The Kentucky Resolutions and South Carolina and Protest have some differences based on the different political philosophies between Calhoun and Jackson. Jackson’s ideology was fluid and depended on the mood of the people and his mood. In his view, the presidency is an instrument of the people against the combined interests of the rich. The holder of authority was labeled as a leader of the majority and protector of the people’s liberty (Meacham 120).
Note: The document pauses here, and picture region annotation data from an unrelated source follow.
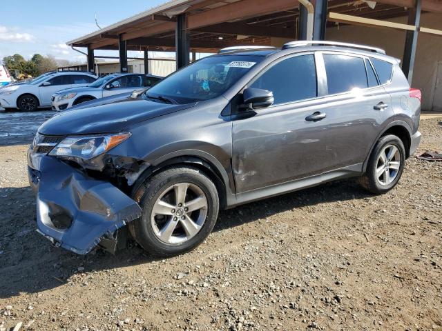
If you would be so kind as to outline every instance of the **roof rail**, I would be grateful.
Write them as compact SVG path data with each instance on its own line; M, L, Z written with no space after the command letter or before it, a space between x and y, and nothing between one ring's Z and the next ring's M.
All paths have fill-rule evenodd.
M385 54L385 51L377 47L365 46L363 45L357 45L356 43L340 43L338 41L325 41L323 40L298 40L296 41L290 41L282 46L283 50L291 48L298 46L308 46L309 45L316 46L340 46L349 48L358 48L363 50L369 50L375 53Z
M228 52L235 52L237 50L259 50L261 48L275 48L273 46L231 46L222 48L218 51L218 54L227 53Z

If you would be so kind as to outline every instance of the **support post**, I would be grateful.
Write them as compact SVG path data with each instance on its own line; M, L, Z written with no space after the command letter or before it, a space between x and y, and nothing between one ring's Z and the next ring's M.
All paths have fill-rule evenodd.
M299 1L299 33L298 40L313 39L313 23L314 9L309 0Z
M313 40L325 40L327 0L316 0L315 3Z
M190 34L187 31L187 17L185 14L177 16L175 31L175 48L177 59L177 70L187 66L189 62Z
M422 1L416 0L416 8L410 8L408 11L408 24L415 26L414 30L407 30L405 36L405 46L403 50L403 60L402 62L402 71L405 74L408 83L412 84L413 79L413 68L414 67L414 58L416 57L416 48L417 47L418 31L421 25L421 8Z
M149 51L144 50L144 73L149 73Z
M94 58L94 50L88 46L88 72L95 72L95 63Z
M127 68L127 45L125 40L119 36L119 41L118 42L118 52L119 57L119 72L128 72Z

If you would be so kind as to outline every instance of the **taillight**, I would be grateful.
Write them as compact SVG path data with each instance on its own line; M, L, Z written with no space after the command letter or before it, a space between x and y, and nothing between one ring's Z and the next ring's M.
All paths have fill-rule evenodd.
M410 97L417 98L419 99L419 102L421 102L422 101L422 93L421 92L421 90L419 90L417 88L410 88Z

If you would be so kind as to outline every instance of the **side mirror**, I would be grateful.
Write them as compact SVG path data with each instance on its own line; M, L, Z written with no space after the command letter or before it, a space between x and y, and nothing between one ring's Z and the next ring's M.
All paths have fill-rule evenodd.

Calhoun in South Carolina Exposition and Protest campaigned for unionism by saying that America should engage in a war with Great Britain in 1812. The two documents also differ in such that Kentucky Resolutions was formulated to protest against the Alien and Sedition acts of the federal system while the South Carolina Exposition and Protest resulted from the tariffs of 1828.
In conclusion, it is agreeable that a state should have the ability to nullify a national law. Even Madison’s report of 1800 it acknowledges that states can declare a few laws unconstitutional. The nullification process only happens with the decision of the court. Nullification of the national law may only happen in particular circumstances or if matters arise that need to be addressed. A circumstance that can lead to the nullification of the national law is whereby a section of the law contains rules that might oppress the minority, for example, a tax increase yet the majority are low-income earners. Another circumstance that may lead to the nullification of the national law is if it fails to protect the national interests of a country and does not aid in achieving its goals. The national law can also be nullified if it fails to curb external attacks and threats effectively. Reconsiderations are made to prove the efficiency of the national law.